Data Warehouse Automation vs Automated Data Preparation

Data Warehouse Automation vs Automated Data Preparation

Are you considering whether to choose data warehouse automation or automated data preparation? This 5-minute blog post will help you decide.


You’ve decided to invest in either data warehouse automation (DWA) or automated data preparation (data prep).


It’s a smart decision – you’re poised to enjoy significant productivity gains in delivering your data management solution.


This short overview of DWA and data prep will help you focus your selection process, so you choose the product that best meets your current and future requirements.


Let’s start with 2 definitions:


Data warehouse automation defined

Professional association TDWI defines data warehouse automation as a way to gain efficiencies and improve effectiveness in data warehousing processes.

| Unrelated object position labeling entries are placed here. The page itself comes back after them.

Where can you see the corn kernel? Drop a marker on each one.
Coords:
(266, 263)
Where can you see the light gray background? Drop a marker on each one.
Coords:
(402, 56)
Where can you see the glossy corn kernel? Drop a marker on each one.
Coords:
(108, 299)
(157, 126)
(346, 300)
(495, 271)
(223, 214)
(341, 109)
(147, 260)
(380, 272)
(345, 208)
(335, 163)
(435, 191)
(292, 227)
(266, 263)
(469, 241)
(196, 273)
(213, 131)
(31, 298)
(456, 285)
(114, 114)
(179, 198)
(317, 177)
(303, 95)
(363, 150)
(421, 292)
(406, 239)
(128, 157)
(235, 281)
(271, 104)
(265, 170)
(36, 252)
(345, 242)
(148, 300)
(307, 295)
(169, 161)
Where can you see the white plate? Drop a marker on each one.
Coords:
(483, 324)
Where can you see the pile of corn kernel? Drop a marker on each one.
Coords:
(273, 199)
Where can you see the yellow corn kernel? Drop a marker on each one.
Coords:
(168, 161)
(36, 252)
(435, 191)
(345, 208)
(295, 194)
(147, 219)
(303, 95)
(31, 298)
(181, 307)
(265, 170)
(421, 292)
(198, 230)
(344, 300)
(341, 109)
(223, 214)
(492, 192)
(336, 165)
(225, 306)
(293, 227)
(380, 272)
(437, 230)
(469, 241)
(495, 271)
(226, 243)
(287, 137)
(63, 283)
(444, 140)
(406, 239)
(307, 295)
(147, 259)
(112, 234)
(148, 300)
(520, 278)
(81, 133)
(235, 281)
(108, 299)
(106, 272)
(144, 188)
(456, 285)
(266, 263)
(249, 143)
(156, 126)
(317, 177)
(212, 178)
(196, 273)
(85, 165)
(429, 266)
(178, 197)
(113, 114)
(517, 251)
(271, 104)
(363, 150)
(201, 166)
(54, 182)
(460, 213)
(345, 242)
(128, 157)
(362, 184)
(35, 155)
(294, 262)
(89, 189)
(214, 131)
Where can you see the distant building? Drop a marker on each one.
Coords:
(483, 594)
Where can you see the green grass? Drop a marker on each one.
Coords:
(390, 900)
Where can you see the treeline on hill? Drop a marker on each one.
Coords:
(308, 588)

It’s much more than simply automating the development process. It encompasses all of the core processes of data warehousing including design, development, testing, deployment, operations, impact analysis and change management.


(It’s a wonderful definition, and we couldn’t put it better ourselves).


Data preparation defined

Data preparation covers a range of processing activities that transform data sources into a format, quality and structure suitable for further analytical or operational processing.


So how do you decide which type of product to choose?

The short answer is that it depends on your requirements for a solution. You also need to consider your current requirements as well as how they may evolve in future.


  • Question 1: Is your project strictly limited to a single output, star schema-based data warehouse development using clean, reliable and relatively simple data?
  • Question 2: Will the data only ever be used for reporting or BI, and no other purpose?


If you answered ‘yes’ to both of these questions, then you will certainly benefit from the limited scope of DWA. But beware: most DWA tools don’t have the flexibility to cope with the requirements of processing complex data sources or the capability to chain together complex transformations in order to achieve a required output beyond data warehouse schemas.


So here are 2 more questions:


  • Question 1: Is it possible your requirements will grow beyond mildly complex data?
  • Question 2: Is it possible that at some point you’ll need to produce output beyond just a data warehouse or data mart?

If you answered ‘yes’ to either of these questions, you’re likely better off looking at an automated data prep product. These will provide you with the flexibility that’s needed to address both of these requirements, going beyond DWA tools which will quickly run out of steam in either of these situations.

However, there’s a caveat. By definition, data prep tools don’t have target output structures, so if you ever need a data warehouse or data mart in future your data prep capability will be lacking. Therefore, if you were to proceed with automated data prep without DWA, it’s highly likely you’ll find yourself in one of these undesirable situations:


  1. You’ll need to build your star schemas and cubes from the ground up – the very situation you were avoiding in the first place, and the reason that justifies this purchase
  2. Worse yet, you may find yourself in the market for another product, a DWA tool, that’s able to support your new aspirations

Both of these situations mean you will have wasted valuable time and money on this deployment.


Take a long-term view when you make your decision

If there’s any chance your data will grow in complexity or your outputs will change, I advise you to look at products that have the ability to do both DWA and data prep (like our enterprise data management platform, Data Academy).


This gives you flexibility, ensures you’re investing in a sustainable solution and delivers a lower total cost of ownership.